Best Practices for using ML in Science

Best Practices for using Machine Learning in Scientific Applications

Machine Learning (ML) methods bear a huge potential for scientific applications. However, like every method they come with their pitfalls and drawbacks. It is therefore desirable to agree as a scientific community on certain requirements that an ML method has to fullfill in order to be useful (and safe) for a scientific application.
Motivated by the recently growing interest in using ML methods for scientific applications, this guide aims at defining guidelines for developing, describing and evaluating ML methods. It is meant to serve as a reference to both authors and referees. It is work in progress and everyone working in this or related fields is invited to suggest additions and edits.
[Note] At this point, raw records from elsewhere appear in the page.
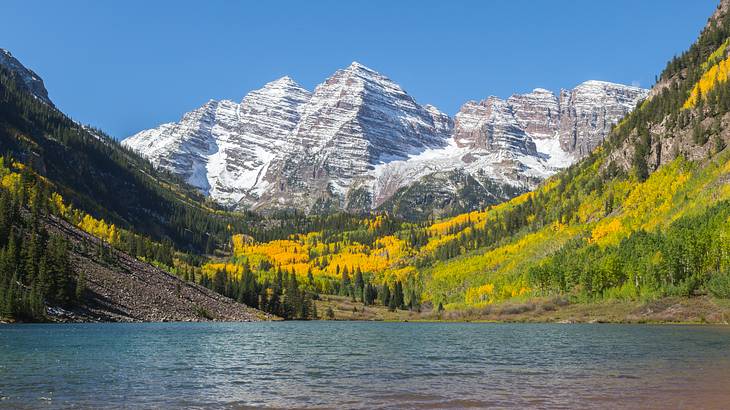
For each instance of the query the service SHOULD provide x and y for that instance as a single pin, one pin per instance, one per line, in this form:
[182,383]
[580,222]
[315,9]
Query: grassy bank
[701,309]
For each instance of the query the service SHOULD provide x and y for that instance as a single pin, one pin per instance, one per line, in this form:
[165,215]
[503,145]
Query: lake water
[364,365]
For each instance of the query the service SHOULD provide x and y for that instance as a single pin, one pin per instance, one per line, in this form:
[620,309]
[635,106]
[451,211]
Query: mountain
[96,174]
[59,260]
[26,79]
[360,142]
[636,229]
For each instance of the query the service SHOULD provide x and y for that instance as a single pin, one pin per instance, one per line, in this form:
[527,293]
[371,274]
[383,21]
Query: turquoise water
[364,365]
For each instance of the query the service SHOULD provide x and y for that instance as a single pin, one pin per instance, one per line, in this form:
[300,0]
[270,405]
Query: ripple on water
[371,365]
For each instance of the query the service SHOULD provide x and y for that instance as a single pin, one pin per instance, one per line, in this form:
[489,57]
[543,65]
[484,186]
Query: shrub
[719,285]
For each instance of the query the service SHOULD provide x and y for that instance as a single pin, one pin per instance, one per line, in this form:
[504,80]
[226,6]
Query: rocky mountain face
[359,142]
[31,81]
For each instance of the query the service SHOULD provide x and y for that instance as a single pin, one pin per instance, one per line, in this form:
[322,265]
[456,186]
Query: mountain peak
[32,81]
[358,67]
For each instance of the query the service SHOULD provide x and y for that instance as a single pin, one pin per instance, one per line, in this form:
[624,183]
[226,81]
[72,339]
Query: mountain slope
[98,175]
[645,216]
[360,142]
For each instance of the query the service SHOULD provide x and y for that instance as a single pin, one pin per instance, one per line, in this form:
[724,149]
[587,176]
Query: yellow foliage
[479,294]
[714,75]
[100,229]
[11,181]
[605,232]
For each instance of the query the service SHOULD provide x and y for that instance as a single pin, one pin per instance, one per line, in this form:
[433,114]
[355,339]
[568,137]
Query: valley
[604,202]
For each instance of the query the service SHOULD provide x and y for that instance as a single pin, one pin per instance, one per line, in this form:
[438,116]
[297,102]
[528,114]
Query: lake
[364,365]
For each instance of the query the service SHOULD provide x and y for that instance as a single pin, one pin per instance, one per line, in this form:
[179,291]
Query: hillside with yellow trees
[646,216]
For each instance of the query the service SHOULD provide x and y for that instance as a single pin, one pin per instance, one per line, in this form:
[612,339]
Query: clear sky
[128,65]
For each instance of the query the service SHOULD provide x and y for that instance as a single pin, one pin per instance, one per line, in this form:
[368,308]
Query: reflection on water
[360,364]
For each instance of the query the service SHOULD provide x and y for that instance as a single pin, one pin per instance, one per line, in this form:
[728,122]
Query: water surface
[364,365]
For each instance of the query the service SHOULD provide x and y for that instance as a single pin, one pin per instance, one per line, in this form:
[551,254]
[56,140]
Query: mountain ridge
[359,125]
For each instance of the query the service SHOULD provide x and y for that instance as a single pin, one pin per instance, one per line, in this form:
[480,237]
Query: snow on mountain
[224,148]
[32,81]
[356,119]
[359,138]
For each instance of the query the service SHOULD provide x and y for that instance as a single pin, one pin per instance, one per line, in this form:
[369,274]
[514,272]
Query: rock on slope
[359,141]
[125,289]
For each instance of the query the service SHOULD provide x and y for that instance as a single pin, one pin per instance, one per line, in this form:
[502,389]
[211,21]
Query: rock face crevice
[359,139]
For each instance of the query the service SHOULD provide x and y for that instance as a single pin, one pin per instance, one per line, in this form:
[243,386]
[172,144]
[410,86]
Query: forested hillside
[646,215]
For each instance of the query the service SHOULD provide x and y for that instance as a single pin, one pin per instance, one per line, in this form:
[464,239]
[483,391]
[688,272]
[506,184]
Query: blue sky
[127,66]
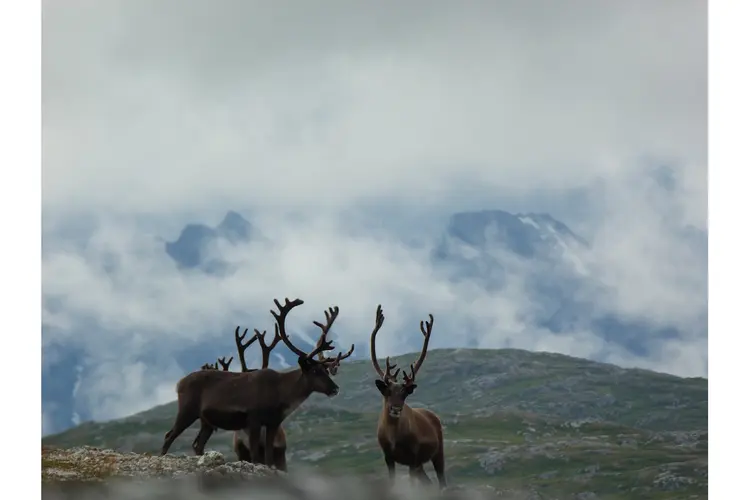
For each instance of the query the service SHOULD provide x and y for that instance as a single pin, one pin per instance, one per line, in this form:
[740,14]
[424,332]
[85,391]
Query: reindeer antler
[331,363]
[280,322]
[379,318]
[426,328]
[266,349]
[224,363]
[242,347]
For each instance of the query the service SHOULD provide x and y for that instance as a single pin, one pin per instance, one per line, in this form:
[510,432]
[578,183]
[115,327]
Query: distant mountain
[491,246]
[192,248]
[558,425]
[483,248]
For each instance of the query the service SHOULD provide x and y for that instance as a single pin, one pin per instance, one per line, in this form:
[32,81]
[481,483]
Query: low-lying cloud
[342,131]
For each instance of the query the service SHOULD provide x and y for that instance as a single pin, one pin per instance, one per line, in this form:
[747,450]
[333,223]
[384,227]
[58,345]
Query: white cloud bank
[177,111]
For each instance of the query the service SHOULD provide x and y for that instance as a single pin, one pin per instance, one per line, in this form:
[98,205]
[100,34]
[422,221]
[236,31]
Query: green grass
[523,406]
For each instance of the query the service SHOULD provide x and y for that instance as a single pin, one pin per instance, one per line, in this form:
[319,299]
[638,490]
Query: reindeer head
[395,393]
[316,371]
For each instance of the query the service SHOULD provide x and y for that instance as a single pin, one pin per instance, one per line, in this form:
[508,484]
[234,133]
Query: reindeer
[241,439]
[254,399]
[407,436]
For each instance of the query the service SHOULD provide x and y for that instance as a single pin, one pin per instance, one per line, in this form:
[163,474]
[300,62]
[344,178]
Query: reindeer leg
[391,464]
[419,474]
[254,432]
[279,458]
[199,444]
[270,438]
[438,462]
[240,448]
[183,420]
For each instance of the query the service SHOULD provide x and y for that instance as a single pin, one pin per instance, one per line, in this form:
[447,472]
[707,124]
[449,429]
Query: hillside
[513,419]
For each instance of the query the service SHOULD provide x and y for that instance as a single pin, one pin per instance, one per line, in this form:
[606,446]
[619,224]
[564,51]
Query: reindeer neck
[400,425]
[294,389]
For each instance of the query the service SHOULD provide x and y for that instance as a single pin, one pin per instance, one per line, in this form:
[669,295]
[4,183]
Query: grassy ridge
[513,419]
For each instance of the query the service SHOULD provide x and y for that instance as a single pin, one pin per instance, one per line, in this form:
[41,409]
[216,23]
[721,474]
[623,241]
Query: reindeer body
[242,446]
[413,439]
[250,400]
[408,436]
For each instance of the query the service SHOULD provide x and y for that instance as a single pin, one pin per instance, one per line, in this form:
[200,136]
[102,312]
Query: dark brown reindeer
[407,436]
[254,399]
[241,439]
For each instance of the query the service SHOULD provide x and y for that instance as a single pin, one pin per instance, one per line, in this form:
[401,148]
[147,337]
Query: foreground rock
[88,473]
[87,463]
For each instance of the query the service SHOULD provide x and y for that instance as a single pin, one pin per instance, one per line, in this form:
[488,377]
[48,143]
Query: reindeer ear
[382,387]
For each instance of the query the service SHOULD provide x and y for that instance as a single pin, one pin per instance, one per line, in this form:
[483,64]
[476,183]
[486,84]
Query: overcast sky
[176,111]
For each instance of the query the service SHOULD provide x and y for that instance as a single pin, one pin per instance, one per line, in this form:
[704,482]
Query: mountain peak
[234,227]
[189,248]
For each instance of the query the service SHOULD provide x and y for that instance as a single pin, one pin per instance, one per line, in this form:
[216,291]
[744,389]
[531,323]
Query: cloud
[328,124]
[172,106]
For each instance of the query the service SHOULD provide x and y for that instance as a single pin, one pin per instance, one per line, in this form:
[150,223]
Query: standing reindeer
[241,439]
[407,436]
[254,399]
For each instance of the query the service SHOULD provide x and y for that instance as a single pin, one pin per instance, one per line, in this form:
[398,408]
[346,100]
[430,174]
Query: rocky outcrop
[92,473]
[87,463]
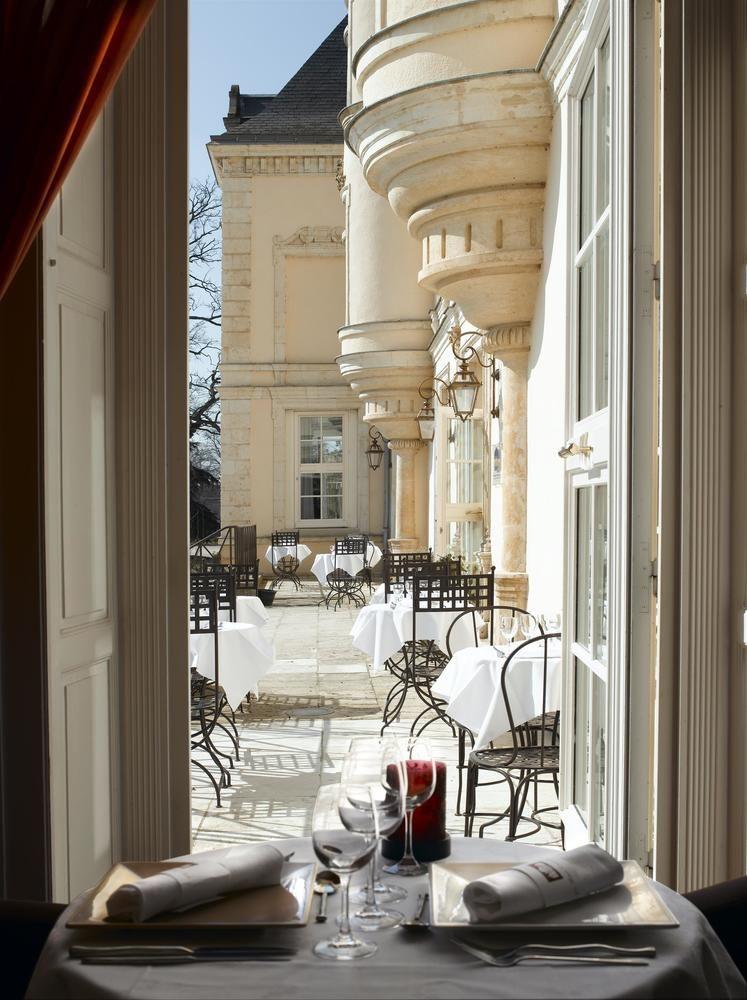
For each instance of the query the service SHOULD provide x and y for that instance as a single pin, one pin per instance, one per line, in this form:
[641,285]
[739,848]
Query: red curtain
[59,60]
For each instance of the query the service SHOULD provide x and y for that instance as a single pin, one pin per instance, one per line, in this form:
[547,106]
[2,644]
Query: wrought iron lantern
[375,451]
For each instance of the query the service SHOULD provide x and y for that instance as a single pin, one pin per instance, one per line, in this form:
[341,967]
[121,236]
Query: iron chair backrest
[203,616]
[400,566]
[223,581]
[488,616]
[543,737]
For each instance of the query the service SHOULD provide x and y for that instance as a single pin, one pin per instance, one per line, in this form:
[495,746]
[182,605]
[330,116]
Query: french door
[586,623]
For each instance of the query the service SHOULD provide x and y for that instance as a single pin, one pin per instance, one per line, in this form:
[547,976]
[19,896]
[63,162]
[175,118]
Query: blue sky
[258,44]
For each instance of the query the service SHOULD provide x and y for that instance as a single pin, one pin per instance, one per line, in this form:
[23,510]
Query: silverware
[417,919]
[176,954]
[325,885]
[517,957]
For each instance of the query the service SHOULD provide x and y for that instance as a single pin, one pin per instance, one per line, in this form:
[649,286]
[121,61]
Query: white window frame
[347,467]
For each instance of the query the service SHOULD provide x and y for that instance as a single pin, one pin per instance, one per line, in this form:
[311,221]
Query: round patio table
[690,960]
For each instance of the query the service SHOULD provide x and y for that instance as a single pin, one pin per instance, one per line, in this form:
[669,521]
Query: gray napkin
[213,873]
[540,884]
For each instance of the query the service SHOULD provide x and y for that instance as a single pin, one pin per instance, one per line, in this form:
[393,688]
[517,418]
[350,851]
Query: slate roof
[305,110]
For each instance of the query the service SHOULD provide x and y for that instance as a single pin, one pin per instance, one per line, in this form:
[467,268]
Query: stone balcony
[454,130]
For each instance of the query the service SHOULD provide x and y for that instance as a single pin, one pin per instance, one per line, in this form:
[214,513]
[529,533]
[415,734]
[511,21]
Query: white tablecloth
[471,686]
[244,655]
[301,552]
[380,630]
[690,960]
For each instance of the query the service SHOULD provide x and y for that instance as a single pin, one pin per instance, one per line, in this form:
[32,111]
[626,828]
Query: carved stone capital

To write a great ML for science paper, consider the following criteria:

  • Reproducibility:
    • Make your code public and provide instructions for reproducing your results.
    • Clearly describe
      • any kind of preprocessing you apply to the data.
      • your training strategy.
      • parameter and architecture space you explored in order to find your best working model (how much fine tuning required)
  • Robustness/Stability:
    • Show that the model still performs its task reliably under distributional shifts/ adversarial attacks. (= if the test data is slightly different to the training data) or argue why this is not an issue in your specific application.
  • Uncertainty Estimates/ Biases:
    • Quantify the uncertainty of your model prediction.
    • Show that your uncertainty estimates are reliable.
    • Show that your predictor is unbiased or less biased than alternative approaches.
  • Why ML?
    • State clearly why you expect an ML method to perform better on this specific task than other approaches.
    • What are the drawbacks (e.g. loss of interpretability) and advantages of the ML method?
    • Don’t just claim the advantages. Show them.
    • Comment on how flexible your model is. Does it need to be retrained for slightly different problem statements?
    • Is your work more than just a proof of concept?
      • State how far it is from the current state of your work to application to real data.
      • Is it feasible to bridge this gap in the near future?
    • Are you using the ML method to replace something that we can already model optimally?
      • If so, state why it is still favorable to use the ML method? (a reason could be computational efficiency)
      • Could you have used your ML model in a more targeted fashion (e.g. by only using it for parts that you cannot model analytically)?